On Tuesday, Bloomberg reported that COVID-19 Vaccines Global Access (COVAX) and the African Union declined options to buy more doses of Moderna's Spikevax COVID-19 vaccine. At the end of the week, Moderna revealed that it was recalling thousands of doses of the Spikevax vaccine in Europe.
Moderna's shares fell 9% last week. Is the vaccine stock a buy after this latest round of horrible news?
Breaking down the bad
Just how bad was Moderna's horrible news last week? Let's look at both negative stories more closely.
Covax has options to purchase 166 million doses of Spikevax in the third quarter of 2022 plus another 166 million doses in the fourth quarter. The African Union has already bought 50 million doses of the vaccine but decided not to exercise an option to buy another 60 million doses in the second quarter of 2022.
There's a common denominator behind both decisions -- supply is outpacing demand. The African Union still has around 300 million vaccine doses available while COVID-19 cases are declining. Many people in Africa don't see an urgency in being vaccinated.
Meanwhile, Moderna is recalling nearly 765,000 doses of Spikevax made by Rovi, a contract manufacturer. These doses were distributed in January to Norway, Poland, Portugal, Spain, and Sweden.
Looking at the positives
Organizations deciding against buying more doses and a big recall certainly aren't great for Moderna. However, there are some positives.
For one thing, only 15% of Africans have been fully vaccinated. It's possible that the continent will need more vaccine doses in the future. As for Covax, the organization remains in discussions with Moderna about potential additional purchases.
Also, the vaccine recall in several European countries was due to contamination by a foreign object found in just one vial. Moderna stated that it moved ahead with the recall of the entire manufacturing lot "out of an abundance of caution." This incident shouldn't have a big negative effect on the company.
There have also been some recent developments that could work to Moderna's benefit. The spread of the BA.2 subvariant of the coronavirus omicron variant could lead to increased demand for COVID-19 vaccines. In the U.S., a Senate compromise should pave the way for another $10 billion in federal funding, part of which will be used to purchase additional vaccine doses.

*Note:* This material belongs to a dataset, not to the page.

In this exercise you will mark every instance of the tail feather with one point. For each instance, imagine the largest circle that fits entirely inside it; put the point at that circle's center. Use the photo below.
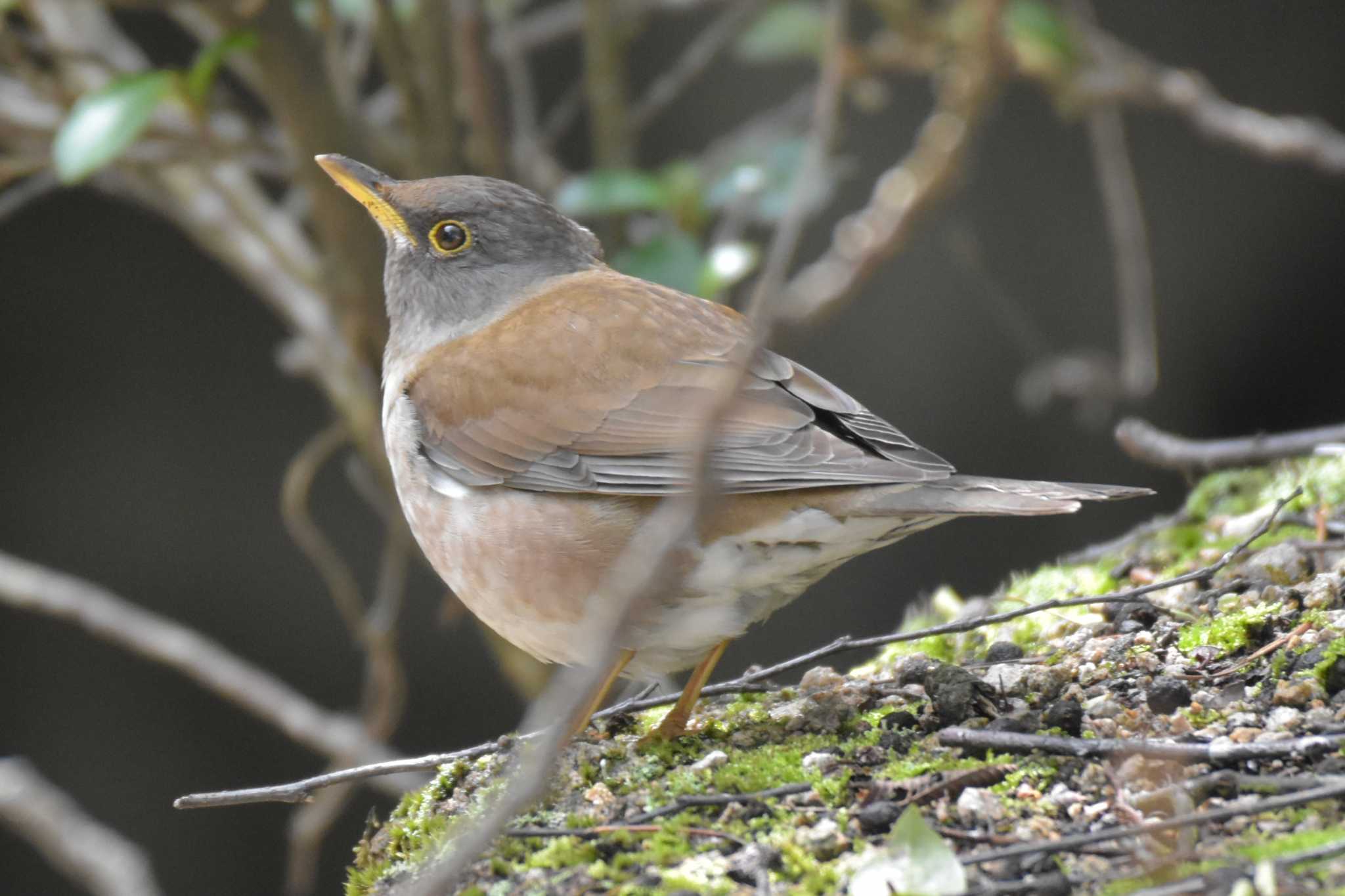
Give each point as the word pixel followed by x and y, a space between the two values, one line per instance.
pixel 988 496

You could probably argue somewhat persuasively that Moderna's horrible news last week won't be nearly as bad as time goes by. With Moderna's shares trading at only 6.2 times expected earnings, it's understandable if many investors might see the recent pullback as a great buying opportunity.
Not long ago, I would have agreed with that perspective. My view is that there will likely be ongoing demand for COVID-19 vaccines for years to come. I think that Moderna's strategy of developing combination respiratory vaccines for providing protection against COVID-19, flu, and respiratory syncytial virus (RSV) is a smart one.

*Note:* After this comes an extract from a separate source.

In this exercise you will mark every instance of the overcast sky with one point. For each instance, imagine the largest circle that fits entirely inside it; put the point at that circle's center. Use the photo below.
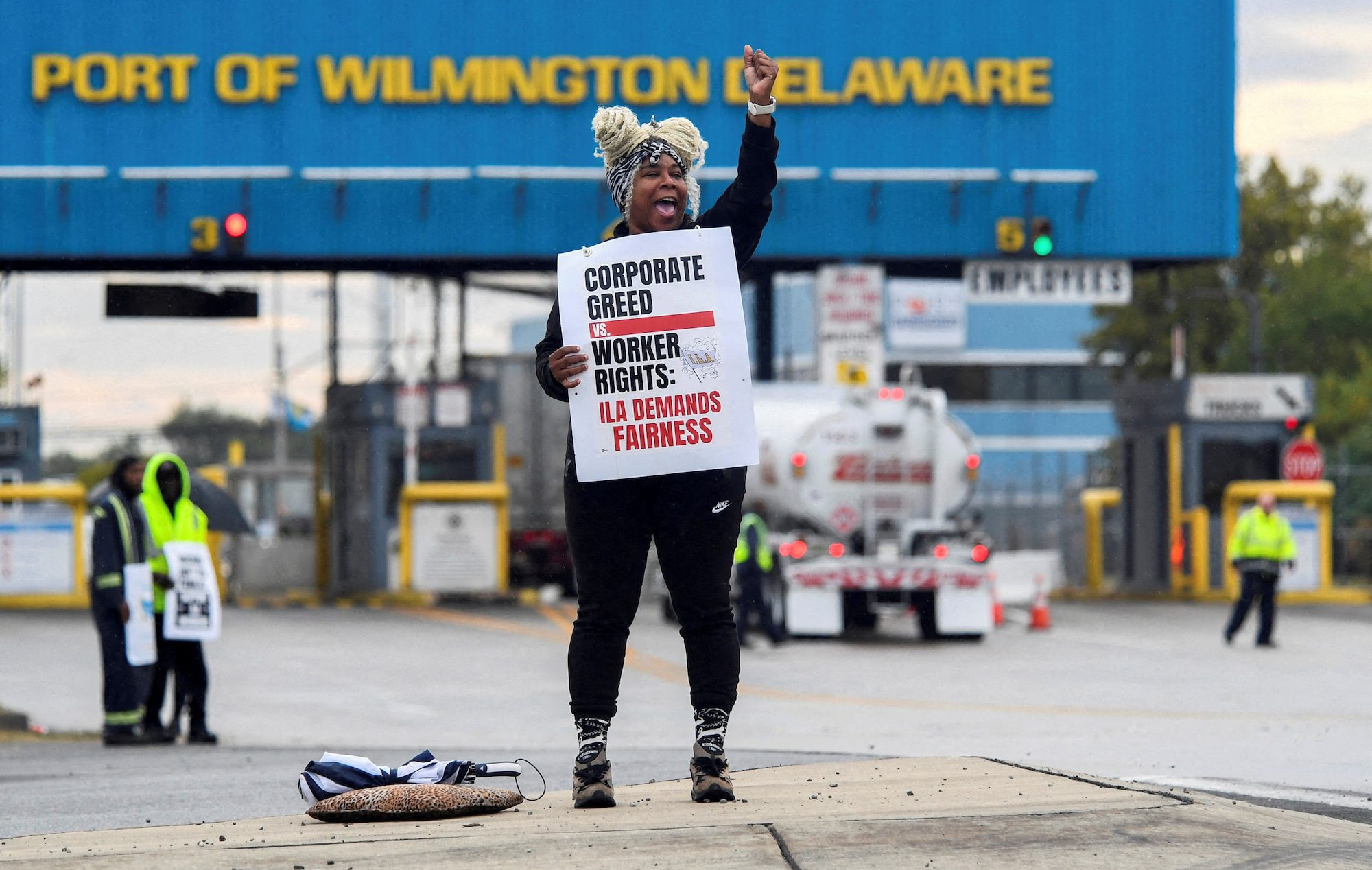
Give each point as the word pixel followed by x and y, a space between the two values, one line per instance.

However, I have admittedly gone wobbly about Moderna over the past few weeks. My concern is that the side effects in phase 2 testing of the company's flu vaccine candidate mRNA-1010 could be a bigger issue than some might think.
Around twice as many individuals in the study who received mRNA-1010 experienced side effects than individuals taking Afluria, an already-approved flu vaccine. If this safety profile doesn't improve with Moderna's combo vaccines, there's a real possibility that the company could lose significant ground in the longer-term COVID-19 vaccine market.
Over the next couple of decades, Moderna could be a huge winner if its messenger RNA platform achieves success in other indications. But I'm reluctant to call the stock a buy until some of the uncertainties related to the company's combo vaccine development are resolved.